CHAPITRE 7 : LES PETITS SAVOYARDS OU LA RECONCILIATION

7.1. Présence savoyarde

7.1.1. Le savoyard enfant

Les petits savoyards, (qui peuvent être piémontais), circulent en Europe et même jusqu'en Russie, depuis fort longtemps (peut-être depuis le XIVe siècle). Bien que généralement appréciés, ils sont parfois mêlés à des scandales. C'est ainsi que Palmer 2 relate qu'en 1749 en Angleterre, on jase sur l'amour violent que le duc de Cumberland éprouve pour une jeune savoyarde vielleuse (pas si enfantine que cela), venue dans ce pays avec son frère pour tenter de gagner de l'argent. Cette aventure donne lieu à des gravures satiriques que Palmer reproduit et qui n'épargnent pas le duc.

Ces déplacements enfantins ont pour raison l'extrême pauvreté qui règne en Savoie. Quand la misère croit, les mouvements migratoires s'intensifient. Les enfants, porteurs d'une vielle, d'une marmotte et parfois d'une lanterne magique, s'en vont chercher dans les grandes villes l'argent qui manque à leur famille. L'époque baroque correspond à un accroissement de la pauvreté en pays savoyard, et le flux migratoire devient important, notamment en direction de Paris.

Pourquoi ces enfants sont-ils dotés d'une vielle ? Hirsch 1 propose une explication : la vielle est d'une intéressante opportunité pour les filles car elle leur permet de jouer un rôle dans la collecte d'argent, sans être obligées de se déguiser en garçon pour pénétrer à l'intérieur des conduits de cheminée.

Un texte de de Jèze (Etat ou tableau de la ville de Paris) 2 datant de 1760 montre bien dans quel esprit est considérée, à Paris, cette présence des petits Savoyards :

‘« Le titre de Savoyard est devenu dans Paris un nom générique que l'on donne à des jeunes enfants que la misère arrache de leurs patries ou tire du sein de leur famille, pour venir dans cette grande ville, chercher à vivre : ils y sont répandus dans les différents quartiers et dans les différentes rues, où ils rendent aux citoyens des services journaliers, et procurent à peu de frais des facilités d'un usage très commode et très fréquent ».’

Il n'est donc pas nécessaire d'être savoyard pour en porter le titre.
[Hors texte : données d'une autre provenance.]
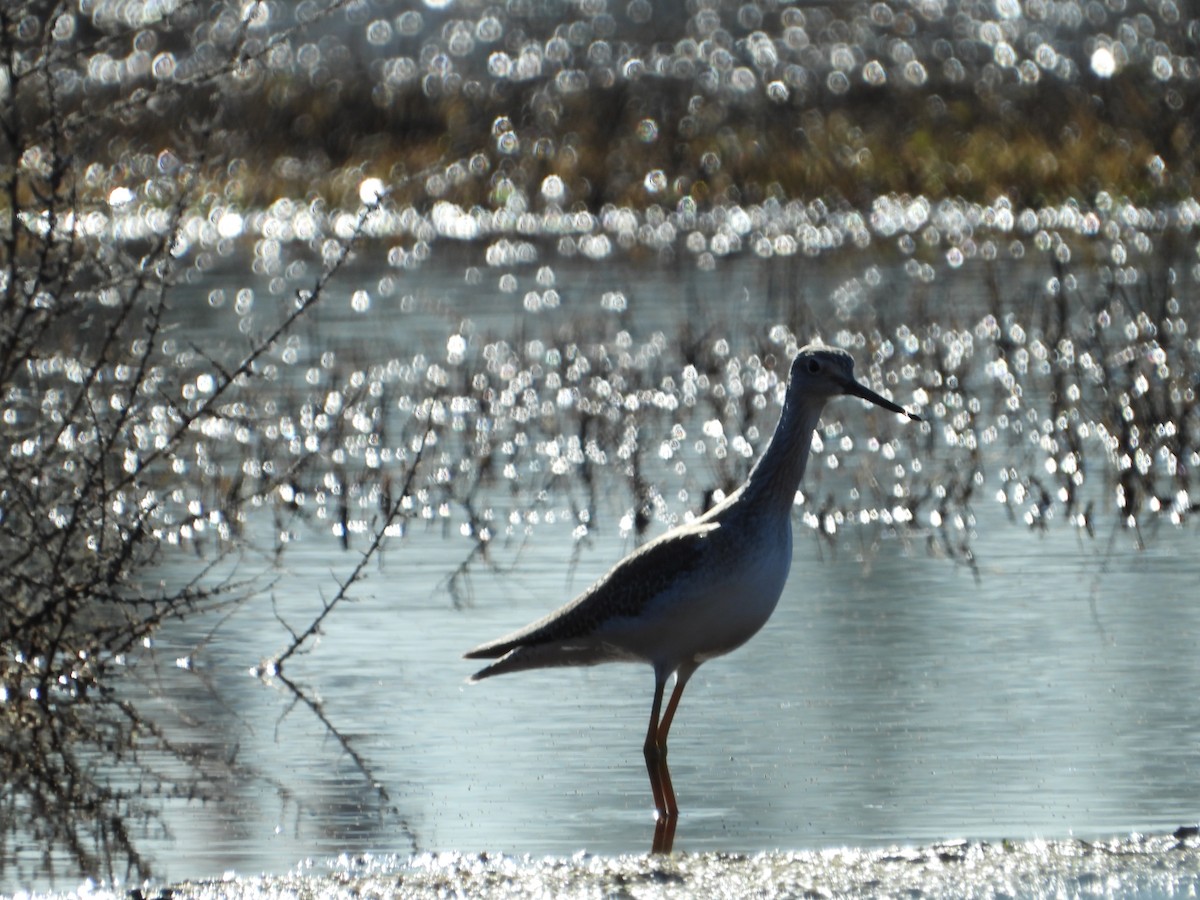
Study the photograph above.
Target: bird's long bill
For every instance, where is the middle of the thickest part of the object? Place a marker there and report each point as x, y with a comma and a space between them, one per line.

Le terme devient un stéréotype recouvrant un certain mode d'existence et les valeurs qui lui sont attribuées.

Notes
2.

PALMER, Suzann, The hurdy-gurdy, Londres, New-Abbot, 1980, p.164/165.

1.

HIRSCH, Jean-François, « Fanchon et les petits vielleux », Alpes magazine, octobre 1992, n°17, p.40/49.

2.

Cité par LEPPERT, Richard D., Arcadia at Versailles, Amsterdam and Lisse, Swets et Zeitlinger, 1978, p.96.